Tout le monde est fatigué dans «Alexandra». Les troufions russes qui ne dorment pas. Les officiers qui puent la sueur. Les jeunes Tchétchènes qui n’en peuvent plus d’attendre leur liberté, qui rêvent d’aller à La Mecque et à Saint-Pétersbourg. La grand-mère qui campe comme une intruse dans le cantonnement. Comme un reproche vivant.

«Alexandra» ne met pas en scène le spectacle de la guerre. Ni fusillades, ni attentats dans ce film. C’est à peine si l’on croit deviner, en une seconde, une embuscade tendue à deux soldats.
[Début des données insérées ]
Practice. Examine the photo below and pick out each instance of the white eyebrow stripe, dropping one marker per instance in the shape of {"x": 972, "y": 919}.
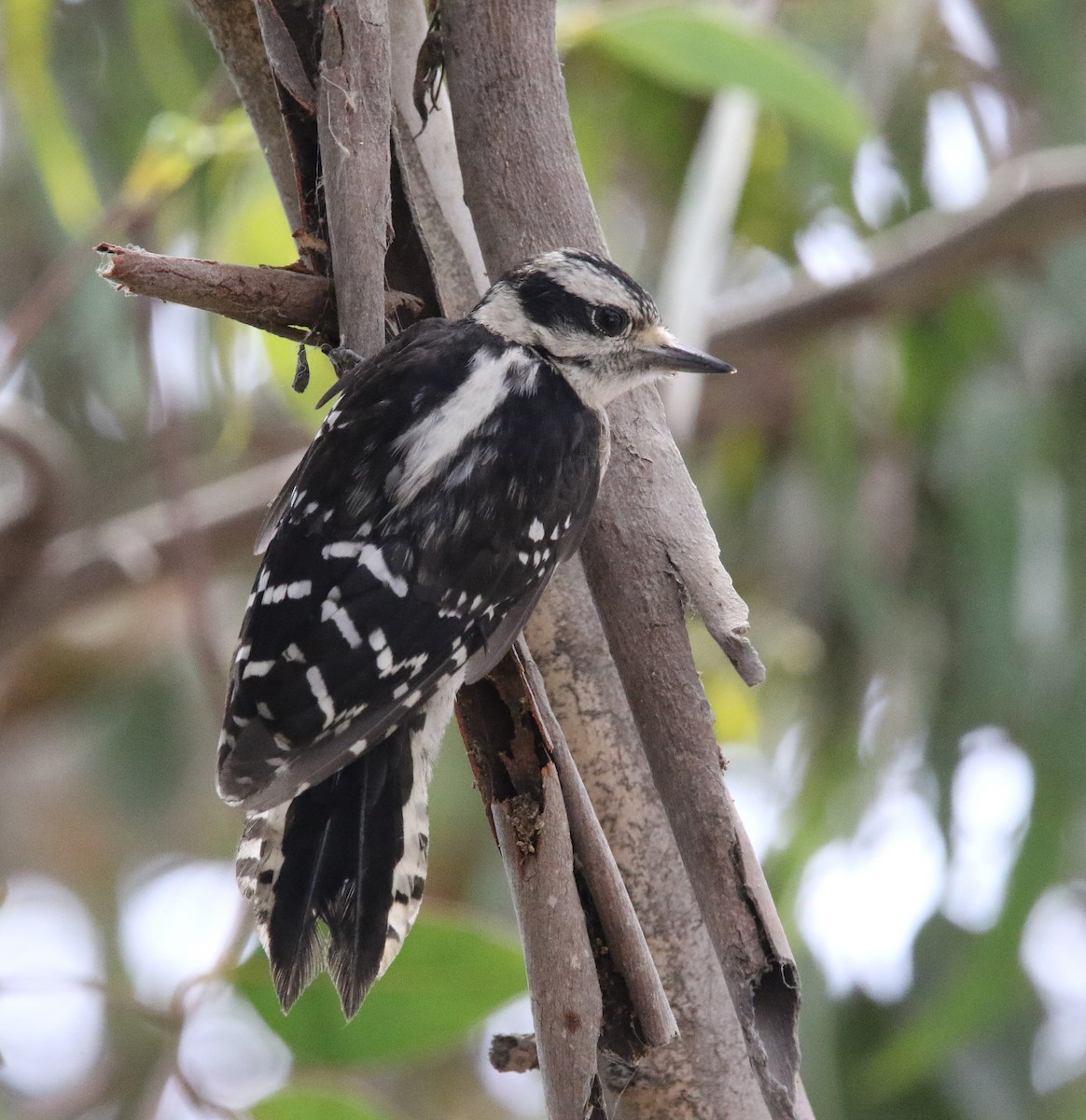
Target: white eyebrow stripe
{"x": 437, "y": 437}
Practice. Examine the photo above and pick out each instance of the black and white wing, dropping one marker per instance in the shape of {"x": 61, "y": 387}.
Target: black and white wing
{"x": 368, "y": 603}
On voit surtout une femme observer ces soldats comme s’ils étaient ses enfants égarés. Une femme qui leur parle comme elle parle aux femmes tchétchènes au marché, à l’ombre des immeubles défoncés.

Le tournage a eu lieu dans la fournaise estivale. «Il fallait absolument que j’aille là-bas», dit Sokourov, qui n’a pas pu venir à Cannes, victime d’un malaise peu avant le festival. «L’air est bien réel, les gens, la tension y sont bien réels. Il fallait en passer par l’expérience du risque. On se rendait sur les lieux du tournage à bord d’engins blindés sous bonne escorte, car les explosions y sont constantes, les routes minées. Galina Vishnevskaya habitait dans un bunker, on la transportait à part de l’équipe. On changeait les plaques des véhicules, on changeait de véhicules, de trajets, tout était codé. On tournait sept minutes et on remontait à bord.

«On tournait là où les hommes s’entraînaient, habitaient, dormaient et mangeaient.»

Fils de militaire lui-même, Sokourov a souvent traîné sa caméra sur les visages tragiques et enfantins des appelés. Sa manière à lui de protester contre la guerre, c’est d’abord et avant tout filmer ces visages. C’est capter dans l’air et la lumière de Grozny cette impression poignante de gâchis.

«Une Japonaise m’a dit que la première chose à demander à Dieu, c’était l’intelligence», lance Alexandra à son petit-fils dans le film. «Ras le bol de votre orgueil militaire. Vous savez détruire. Mais quand apprendrez-vous à construire? Quand est-ce que tu te maries?» «T’es mon seul espoir», répond l’officier en caressant doucement la chevelure de l’aïeule pour en faire une tresse.

Reste à voir si le film de Sokourov trouvera le chemin des salles en Russie. Un prix à Cannes aiderait un peu… / CHG

Frédéric Maire en chasse

Mai 24, 2007

Détendu à l’heure du petit-déjeuner, Frédéric Maire nous a avoué qu’il ne vit pas le Festival de la même manière que lorsqu’il couvrait Cannes pour le compte de « L’Express » et de « L’Impartial » : plus question de voir cinq films par jour ! C’est désormais deux en quatre jours environ. Devenu directeur artistique du Festival de Locarno, le Neuchâtelois passe l’essentiel de son temps à rencontrer des professionnels de la branche et à chercher des films à programmer. « J’étais même à New York en tractations pour obtenir celui des frères Coen », soupire-t-il. « Jusqu’au moment où j’ai appris que le sélectionneur de Cannes le visionnait à l’étage du dessous… »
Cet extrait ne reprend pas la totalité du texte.